A defesa de Braga, representada pelo advogado Fabio Manoel, manifestou descontentamento com o veredicto, afirmando que a decisão foi injusta. O advogado declarou que as provas apresentadas no júri não foram suficientes para comprovar a participação do réu no crime de homicídio. Ele confirmou que um recurso de apelação será apresentado, buscando a absolvição em relação às acusações de homicídio e maus-tratos a animais, ou ao menos uma redução da pena ao retirar as qualificadoras.

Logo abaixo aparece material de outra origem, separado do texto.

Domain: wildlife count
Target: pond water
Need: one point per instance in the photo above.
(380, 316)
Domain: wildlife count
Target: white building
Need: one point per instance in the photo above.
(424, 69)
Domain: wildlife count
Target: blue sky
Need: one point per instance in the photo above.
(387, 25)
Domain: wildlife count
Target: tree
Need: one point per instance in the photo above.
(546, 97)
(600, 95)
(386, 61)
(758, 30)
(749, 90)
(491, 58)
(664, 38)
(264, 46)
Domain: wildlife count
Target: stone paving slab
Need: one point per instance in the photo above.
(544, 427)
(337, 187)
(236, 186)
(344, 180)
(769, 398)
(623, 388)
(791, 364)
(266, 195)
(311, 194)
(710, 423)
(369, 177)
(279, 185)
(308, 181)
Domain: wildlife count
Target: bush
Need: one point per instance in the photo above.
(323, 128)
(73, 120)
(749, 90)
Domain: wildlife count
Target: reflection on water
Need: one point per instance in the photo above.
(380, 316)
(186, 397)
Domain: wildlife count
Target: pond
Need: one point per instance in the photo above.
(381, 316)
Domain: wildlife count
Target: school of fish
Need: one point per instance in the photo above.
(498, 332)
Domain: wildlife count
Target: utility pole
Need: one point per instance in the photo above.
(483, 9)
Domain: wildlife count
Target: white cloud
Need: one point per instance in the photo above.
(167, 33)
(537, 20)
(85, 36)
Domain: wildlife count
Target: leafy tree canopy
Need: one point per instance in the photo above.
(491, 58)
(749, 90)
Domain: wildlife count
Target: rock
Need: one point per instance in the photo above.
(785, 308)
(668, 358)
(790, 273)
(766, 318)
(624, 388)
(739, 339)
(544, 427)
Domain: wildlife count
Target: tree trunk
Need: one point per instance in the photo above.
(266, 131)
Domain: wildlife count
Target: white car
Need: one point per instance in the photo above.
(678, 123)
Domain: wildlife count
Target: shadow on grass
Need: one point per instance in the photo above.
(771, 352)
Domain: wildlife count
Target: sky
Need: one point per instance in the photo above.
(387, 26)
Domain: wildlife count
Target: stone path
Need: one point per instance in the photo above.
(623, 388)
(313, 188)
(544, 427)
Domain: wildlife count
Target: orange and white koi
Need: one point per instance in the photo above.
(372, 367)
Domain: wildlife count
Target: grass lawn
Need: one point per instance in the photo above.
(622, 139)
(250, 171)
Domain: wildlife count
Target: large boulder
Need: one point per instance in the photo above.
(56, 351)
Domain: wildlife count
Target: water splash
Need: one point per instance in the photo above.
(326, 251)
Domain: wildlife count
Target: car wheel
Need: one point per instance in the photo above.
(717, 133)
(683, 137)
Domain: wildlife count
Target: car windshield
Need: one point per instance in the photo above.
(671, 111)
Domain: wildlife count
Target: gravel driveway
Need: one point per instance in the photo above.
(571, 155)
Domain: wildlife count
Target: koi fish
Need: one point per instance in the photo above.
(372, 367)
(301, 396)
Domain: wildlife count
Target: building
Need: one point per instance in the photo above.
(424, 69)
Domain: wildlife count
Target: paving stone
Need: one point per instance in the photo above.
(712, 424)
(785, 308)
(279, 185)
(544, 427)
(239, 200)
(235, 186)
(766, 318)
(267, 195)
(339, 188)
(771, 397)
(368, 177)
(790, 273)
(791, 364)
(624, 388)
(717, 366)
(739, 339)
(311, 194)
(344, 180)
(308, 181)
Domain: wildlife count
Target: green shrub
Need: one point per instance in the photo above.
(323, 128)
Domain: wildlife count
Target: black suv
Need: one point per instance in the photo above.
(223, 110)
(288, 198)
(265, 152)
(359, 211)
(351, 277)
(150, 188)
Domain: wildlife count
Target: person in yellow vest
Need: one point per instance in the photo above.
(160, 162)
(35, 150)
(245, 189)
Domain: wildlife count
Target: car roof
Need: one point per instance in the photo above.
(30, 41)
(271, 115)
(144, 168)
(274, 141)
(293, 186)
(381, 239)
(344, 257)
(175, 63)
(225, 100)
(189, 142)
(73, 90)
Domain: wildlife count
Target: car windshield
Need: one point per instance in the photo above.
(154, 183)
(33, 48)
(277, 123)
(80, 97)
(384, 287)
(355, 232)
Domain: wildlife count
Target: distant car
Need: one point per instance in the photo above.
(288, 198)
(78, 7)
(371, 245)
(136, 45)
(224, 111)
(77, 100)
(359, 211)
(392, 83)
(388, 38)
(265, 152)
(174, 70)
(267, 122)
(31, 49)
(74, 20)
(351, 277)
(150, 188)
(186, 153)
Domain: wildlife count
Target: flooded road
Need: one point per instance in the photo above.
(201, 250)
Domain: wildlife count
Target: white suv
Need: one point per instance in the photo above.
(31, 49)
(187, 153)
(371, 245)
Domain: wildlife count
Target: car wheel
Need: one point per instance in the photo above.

O ator Jeff Machado desapareceu em 17 de janeiro de 2023, e seu corpo foi encontrado em 22 de maio, enterrado sob dois metros de concreto em uma casa em Campo Grande, zona oeste do Rio de Janeiro. O cadáver estava dentro de um baú, com os braços amarrados e sinais de violência no pescoço, o que chocou a opinião pública. A condenação foi acompanhada por Maria das Dores, mãe de Jeff, que estava presente no julgamento e prestou depoimento. Ela expressou alívio e satisfação com o resultado, considerando-o uma resposta ao sofrimento que viveu desde o crime.
As investigações que levaram à condenação de Braga começaram após o abandono dos cães de Jeff Machado em diferentes locais da zona oeste do Rio. Uma ONG de proteção animal conseguiu identificar os animais, que possuíam chips, e notificou a família do ator. O caso se aprofundou, revelando a dinâmica do crime, que envolveu ainda outro réu, Bruno de Souza Rodrigues, acusado de atrair Jeff com promessas falsas de trabalho na televisão. Ele deverá ser julgado em 10 de dezembro.
Jeff Machado, Natural de Araranguá, Santa Catarina, era formado em Jornalismo e Cinema e vivia no Rio de Janeiro desde 2014, onde atuava na novela Reis, da Record TV. Sua trajetória profissional incluiu trabalhos como assessor de imprensa, produtor e cenógrafo. Além disso, era apaixonado por cães e cuidava de oito animais da raça setter, cuja localização foi crucial para a resolução do caso.